La survie du groupe est liée à l’apprentissage du petit de l’homme dès son plus jeune âge, de ce qui est nécessaire pour vivre « en accord » dans la société humaine qui l’entoure et la nature environnante. Il apprend rapidement comment se comporter pour que la cohésion du groupe puisse exister. Il lui est stipulé ce qu’il doit faire, sanctionné ou récompensé, quelle que puisse être sa propre recherche de ses envies, suivant que son action est conforme à la survie du groupe.
01 : 19, 40
— Par la suite nos pulsions et nos automatismes culturels seront masqués par un langage, un discours, logique en apparence, car ces langages dissimulent les causes de ces dominances laissant croire à l’individu qu’en œuvrant pour l’ensemble sociétal, il réalise sa propre condition et ses propres souhaits. Alors que la plupart du temps, il ne fait que maintenir la situation hiérarchique qui se cache sous des alibis d’expression de langages. Ces alibis sont eux-mêmes fournis par le langage, qui sert en quelque sorte d’excuse.
01 : 24
— Se profilent alors des perturbations biologiques et psychosomatiques très profondes, en relation avec l’inhibition, cheminant vers de l’angoisse, qui mettent l’organisme plus ou moins en état de vulnérabilité dans ses équilibres et défenses naturelles.

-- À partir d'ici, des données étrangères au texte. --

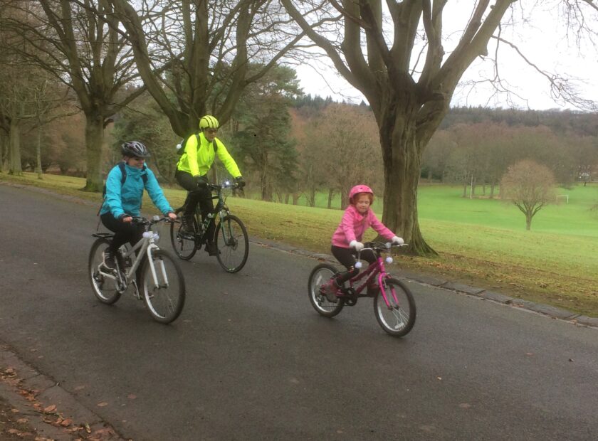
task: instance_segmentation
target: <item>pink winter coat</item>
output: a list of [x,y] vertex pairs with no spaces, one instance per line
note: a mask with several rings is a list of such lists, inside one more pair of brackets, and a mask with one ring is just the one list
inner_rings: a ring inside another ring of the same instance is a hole
[[332,245],[341,248],[348,248],[352,240],[361,242],[363,233],[369,227],[389,240],[395,235],[378,220],[372,209],[368,210],[365,214],[361,214],[355,206],[350,205],[345,211],[340,224],[332,235]]

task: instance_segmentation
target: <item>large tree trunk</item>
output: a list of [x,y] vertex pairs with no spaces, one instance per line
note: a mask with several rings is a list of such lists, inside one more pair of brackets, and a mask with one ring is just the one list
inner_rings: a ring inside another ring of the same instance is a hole
[[0,173],[4,173],[6,169],[6,159],[8,157],[8,137],[0,133]]
[[[387,115],[392,115],[389,112]],[[382,223],[409,243],[409,251],[420,255],[436,254],[424,240],[417,217],[417,185],[421,173],[421,149],[416,141],[415,117],[397,115],[390,137],[382,124],[380,142],[384,167]],[[415,115],[413,112],[412,115]],[[389,125],[390,125],[390,124]]]
[[104,141],[104,118],[101,115],[85,115],[85,147],[87,179],[83,191],[101,191],[102,145]]
[[41,174],[41,124],[38,129],[37,145],[36,146],[36,173],[38,174],[38,179],[42,179]]
[[9,174],[23,175],[21,166],[21,129],[16,118],[11,119],[11,133],[9,138]]

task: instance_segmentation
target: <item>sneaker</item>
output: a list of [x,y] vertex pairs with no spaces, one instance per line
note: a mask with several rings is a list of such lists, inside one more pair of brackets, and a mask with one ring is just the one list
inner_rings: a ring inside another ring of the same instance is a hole
[[108,270],[116,269],[116,263],[115,262],[115,253],[110,248],[106,248],[103,253],[104,267]]
[[332,303],[338,302],[336,293],[338,291],[339,286],[337,285],[335,280],[330,280],[320,287],[320,292],[326,296],[326,299]]
[[211,256],[215,256],[220,254],[220,251],[218,250],[218,248],[214,242],[208,242],[206,243],[206,251]]

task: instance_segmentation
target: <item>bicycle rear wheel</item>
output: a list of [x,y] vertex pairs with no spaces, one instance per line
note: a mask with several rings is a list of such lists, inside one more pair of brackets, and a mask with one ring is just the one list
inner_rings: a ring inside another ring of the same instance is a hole
[[[181,216],[182,213],[182,208],[179,208],[174,212],[177,216]],[[195,255],[195,253],[197,251],[196,235],[182,231],[182,227],[183,224],[180,221],[171,223],[170,242],[177,255],[183,260],[189,260]],[[197,220],[195,216],[193,216],[193,230],[198,230]]]
[[104,250],[110,244],[107,239],[98,239],[91,245],[88,261],[88,274],[93,289],[93,294],[102,303],[112,304],[120,298],[116,279],[109,277],[100,272],[100,265],[104,262]]
[[333,317],[342,309],[345,301],[337,298],[336,302],[330,302],[326,296],[322,294],[320,288],[322,285],[329,282],[332,277],[337,273],[337,270],[327,263],[320,263],[312,270],[310,280],[308,282],[308,294],[310,302],[318,313],[325,317]]
[[231,214],[224,216],[216,227],[214,237],[220,266],[227,272],[240,271],[249,255],[249,236],[243,222]]
[[185,304],[185,281],[177,261],[162,250],[153,250],[152,266],[144,259],[140,292],[152,317],[161,323],[170,323],[178,317]]
[[[382,290],[389,304],[384,302]],[[374,314],[378,324],[396,337],[406,335],[415,324],[415,300],[409,288],[397,279],[385,279],[380,292],[374,297]]]

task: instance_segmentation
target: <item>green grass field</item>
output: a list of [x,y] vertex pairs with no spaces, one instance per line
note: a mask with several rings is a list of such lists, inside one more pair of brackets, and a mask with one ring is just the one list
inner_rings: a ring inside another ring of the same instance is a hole
[[[26,174],[22,178],[0,174],[0,180],[49,188],[98,205],[100,200],[97,193],[78,190],[84,184],[79,178],[44,175],[39,181]],[[569,195],[569,203],[562,201],[540,210],[530,231],[512,204],[463,198],[462,191],[458,186],[420,187],[421,231],[439,256],[400,256],[399,265],[598,317],[598,211],[591,209],[598,203],[598,186],[559,188],[560,194]],[[182,204],[185,196],[175,188],[165,193],[173,206]],[[325,195],[320,196],[324,205]],[[380,199],[377,202],[374,211],[381,215]],[[340,210],[239,198],[229,198],[228,203],[251,235],[325,253],[342,215]],[[144,201],[144,206],[152,206],[151,202]]]

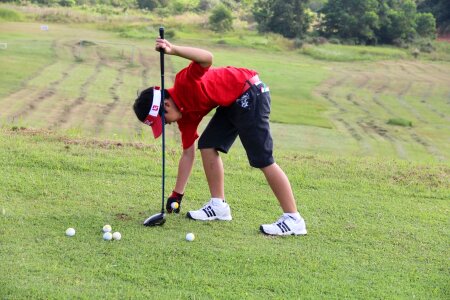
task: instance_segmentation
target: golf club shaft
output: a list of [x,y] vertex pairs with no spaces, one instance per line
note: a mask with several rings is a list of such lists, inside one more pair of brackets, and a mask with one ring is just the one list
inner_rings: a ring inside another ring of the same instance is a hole
[[[159,28],[159,36],[164,39],[164,27]],[[164,49],[161,49],[159,52],[159,60],[160,60],[160,66],[161,66],[161,101],[162,101],[162,191],[161,191],[161,212],[164,213],[164,189],[165,189],[165,178],[166,178],[166,134],[165,134],[165,110],[164,110]]]

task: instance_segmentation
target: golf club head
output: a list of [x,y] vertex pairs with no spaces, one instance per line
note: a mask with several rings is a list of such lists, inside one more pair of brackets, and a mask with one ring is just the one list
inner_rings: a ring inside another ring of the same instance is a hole
[[159,213],[154,214],[153,216],[148,217],[144,221],[144,226],[161,226],[166,222],[166,214],[165,213]]

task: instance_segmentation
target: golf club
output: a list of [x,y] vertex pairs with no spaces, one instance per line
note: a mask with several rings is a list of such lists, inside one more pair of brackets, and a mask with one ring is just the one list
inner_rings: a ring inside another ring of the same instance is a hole
[[[159,36],[164,39],[164,27],[159,28]],[[166,170],[166,135],[164,125],[166,120],[164,118],[164,49],[160,49],[159,52],[159,60],[161,66],[161,101],[162,101],[162,109],[161,109],[161,120],[162,120],[162,192],[161,192],[161,212],[158,214],[154,214],[153,216],[148,217],[144,221],[144,226],[161,226],[166,222],[166,213],[164,210],[164,188],[165,188],[165,170]]]

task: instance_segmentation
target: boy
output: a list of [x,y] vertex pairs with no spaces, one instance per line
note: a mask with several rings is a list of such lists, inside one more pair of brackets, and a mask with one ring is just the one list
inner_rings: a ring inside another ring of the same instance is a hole
[[[275,223],[261,225],[261,232],[268,235],[306,234],[305,221],[297,211],[289,180],[272,156],[269,89],[258,74],[244,68],[211,68],[213,56],[210,52],[177,46],[165,39],[156,39],[155,49],[191,61],[188,67],[178,72],[174,86],[165,91],[163,103],[161,92],[151,87],[139,95],[133,106],[138,119],[152,127],[155,138],[162,129],[158,116],[160,104],[164,104],[161,108],[165,110],[166,123],[177,122],[181,132],[183,153],[175,188],[167,201],[168,213],[180,212],[195,159],[197,127],[202,118],[217,107],[198,141],[211,199],[199,210],[189,211],[187,217],[203,221],[232,219],[230,206],[225,202],[224,169],[219,151],[227,153],[239,136],[250,165],[264,173],[284,212]],[[172,210],[171,204],[175,201],[179,207]]]

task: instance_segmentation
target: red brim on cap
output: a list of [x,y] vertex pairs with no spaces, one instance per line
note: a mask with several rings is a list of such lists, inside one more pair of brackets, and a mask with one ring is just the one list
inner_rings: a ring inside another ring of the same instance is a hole
[[155,137],[155,139],[159,138],[159,136],[162,134],[161,116],[157,115],[156,117],[153,117],[151,115],[148,115],[147,118],[145,118],[144,123],[152,127],[153,136]]

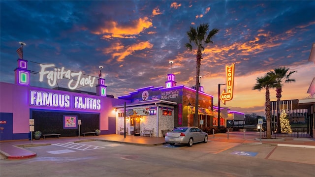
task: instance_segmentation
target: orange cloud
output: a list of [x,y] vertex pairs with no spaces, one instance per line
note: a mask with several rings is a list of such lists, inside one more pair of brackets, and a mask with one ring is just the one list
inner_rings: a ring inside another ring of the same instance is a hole
[[207,7],[207,8],[206,9],[206,11],[205,12],[205,14],[209,12],[210,10],[210,7]]
[[112,38],[135,38],[145,29],[152,26],[151,20],[147,17],[140,18],[127,25],[119,25],[117,22],[106,22],[103,27],[96,31],[92,31],[95,34],[102,34],[103,39]]
[[178,7],[181,6],[182,4],[177,4],[177,2],[172,2],[172,3],[171,4],[171,8],[174,8],[175,9],[177,9]]
[[120,43],[114,43],[109,47],[102,49],[102,51],[104,54],[111,55],[112,59],[108,60],[108,62],[110,62],[114,59],[116,59],[118,62],[123,62],[126,57],[132,55],[135,51],[151,49],[153,47],[153,45],[150,43],[149,41],[133,44],[127,46],[124,46]]
[[158,7],[157,7],[152,11],[152,16],[156,16],[157,15],[161,14],[162,12],[159,11]]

Un système nerveux ne sert qu’à une chose, agir. L’esprit de lutte, qui n’évite ni les désagréments ni n’offre vraiment de solutions, permet toutefois le maintien d’un équilibre organique et physiologique.
Or, le problème c’est que le sociétal qualifie et range l’expression de cette lutte défensive comme de « l’interdit ». Cette prétendue « agressivité », qui n’est jamais gratuite en le cas d’espèce, vient toujours en réponse suite à une inhibition de l’action. Ainsi elle débouche souvent par une véritable déflagration qui, elle, est rarement rentable ! Mais qui sur le plan du système nerveux est parfaitement explicable.
Ces inhibitions, si elles se prolongent, entraînent toute la pathologie. Les perturbations biologiques qui l’accompagnent peuvent alors se déchaîner (maladies infectieuses, maladies mentales, suicide, accidents corporels divers).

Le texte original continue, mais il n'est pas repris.